I think these feelings get perpetuated in so many different ways. From the negative words we so often say to ourselves when we feel like we could have done more, to the forgetfulness we have when it comes to recalling our past accomplishments, to the sense of missing something, or being responsible for something, or needing to make a difference in a much bigger way.
When we look for perfection in ourselves, we tend to automatically search for it in others as well. And so our relationships suffer because we expect those we love to be perfect and meet our incredibly lofty standards when there is no way they possibly can. We beat ourselves up inside, and we beat up others close to us outside.
We’re caught in a never-ending fight between who we are, who we can be, and who we think we should be, with each one of these pulling in a different direction.
And what happens when we start focusing on the gaps in our lives? When we follow the pointers that direct us to everything that is less than we desire?

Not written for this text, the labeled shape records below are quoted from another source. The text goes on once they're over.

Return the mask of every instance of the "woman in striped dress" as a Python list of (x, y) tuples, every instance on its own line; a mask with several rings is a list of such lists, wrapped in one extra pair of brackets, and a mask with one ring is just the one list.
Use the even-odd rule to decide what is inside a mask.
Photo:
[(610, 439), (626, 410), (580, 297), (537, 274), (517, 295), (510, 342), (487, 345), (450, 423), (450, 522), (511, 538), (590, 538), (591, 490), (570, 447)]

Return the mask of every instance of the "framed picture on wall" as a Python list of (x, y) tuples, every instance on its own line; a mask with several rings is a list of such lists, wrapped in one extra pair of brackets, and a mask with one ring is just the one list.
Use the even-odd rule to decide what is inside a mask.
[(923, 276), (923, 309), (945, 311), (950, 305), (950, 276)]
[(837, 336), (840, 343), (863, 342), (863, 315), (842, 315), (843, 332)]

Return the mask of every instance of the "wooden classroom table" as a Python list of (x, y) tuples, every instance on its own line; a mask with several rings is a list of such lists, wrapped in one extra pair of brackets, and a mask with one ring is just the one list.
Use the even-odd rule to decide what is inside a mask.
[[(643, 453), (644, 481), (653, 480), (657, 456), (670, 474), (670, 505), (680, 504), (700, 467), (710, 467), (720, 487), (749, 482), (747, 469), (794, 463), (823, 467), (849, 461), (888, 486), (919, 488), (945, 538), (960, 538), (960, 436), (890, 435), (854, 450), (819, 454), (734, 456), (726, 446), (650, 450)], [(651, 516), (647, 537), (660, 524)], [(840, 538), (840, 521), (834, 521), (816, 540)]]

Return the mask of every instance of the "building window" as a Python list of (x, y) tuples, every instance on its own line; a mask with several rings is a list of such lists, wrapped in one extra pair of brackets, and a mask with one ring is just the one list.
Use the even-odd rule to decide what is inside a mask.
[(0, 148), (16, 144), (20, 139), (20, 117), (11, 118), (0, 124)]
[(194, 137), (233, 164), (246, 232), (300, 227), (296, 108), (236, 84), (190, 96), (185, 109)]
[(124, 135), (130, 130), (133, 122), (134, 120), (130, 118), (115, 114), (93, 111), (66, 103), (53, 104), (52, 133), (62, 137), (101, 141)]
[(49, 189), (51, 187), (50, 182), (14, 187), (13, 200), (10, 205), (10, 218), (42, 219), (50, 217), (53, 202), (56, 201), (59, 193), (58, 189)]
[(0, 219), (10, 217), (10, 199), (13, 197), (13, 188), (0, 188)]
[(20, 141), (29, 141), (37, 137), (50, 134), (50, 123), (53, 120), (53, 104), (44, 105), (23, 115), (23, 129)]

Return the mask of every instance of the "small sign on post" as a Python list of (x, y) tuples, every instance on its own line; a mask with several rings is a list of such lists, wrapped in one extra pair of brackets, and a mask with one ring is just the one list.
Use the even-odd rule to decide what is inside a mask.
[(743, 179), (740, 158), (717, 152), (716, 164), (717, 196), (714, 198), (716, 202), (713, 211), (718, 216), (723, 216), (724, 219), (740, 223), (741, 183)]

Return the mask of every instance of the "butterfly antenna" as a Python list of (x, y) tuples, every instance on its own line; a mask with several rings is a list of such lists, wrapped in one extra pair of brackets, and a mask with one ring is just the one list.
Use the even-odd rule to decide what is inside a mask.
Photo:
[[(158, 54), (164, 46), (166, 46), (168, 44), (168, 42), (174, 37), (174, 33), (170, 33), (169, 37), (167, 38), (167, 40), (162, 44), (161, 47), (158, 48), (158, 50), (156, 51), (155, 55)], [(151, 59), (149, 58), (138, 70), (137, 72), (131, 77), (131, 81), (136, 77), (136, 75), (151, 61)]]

We get lost in those gaps. We drown in the emptiness that we ourselves have created. All we see around us is what’s missing, what’s gone, what we don’t have. And we remind ourselves of everything we should have had by now but don’t. Our words of reprise clang loudly in our minds, bringing headaches of despair – echoes of our own sense of loss, inadequacy, vulnerability, lack.
We search for more without acknowledging what we already have. We listen for voices of appreciation from others around us when our own criticisms drown out any that may be there. We try to understand our world, to imagine why our experiences must be so intense, deep, at times overwhelming. But of course we don’t come up with the answers. Only the questions remain.
You know, I wonder now, is it really perfectionism after all that creates the challenge, the dilemma, the pain? Or is it the sense of needing to fill ourselves on all dimensions to become all that we can?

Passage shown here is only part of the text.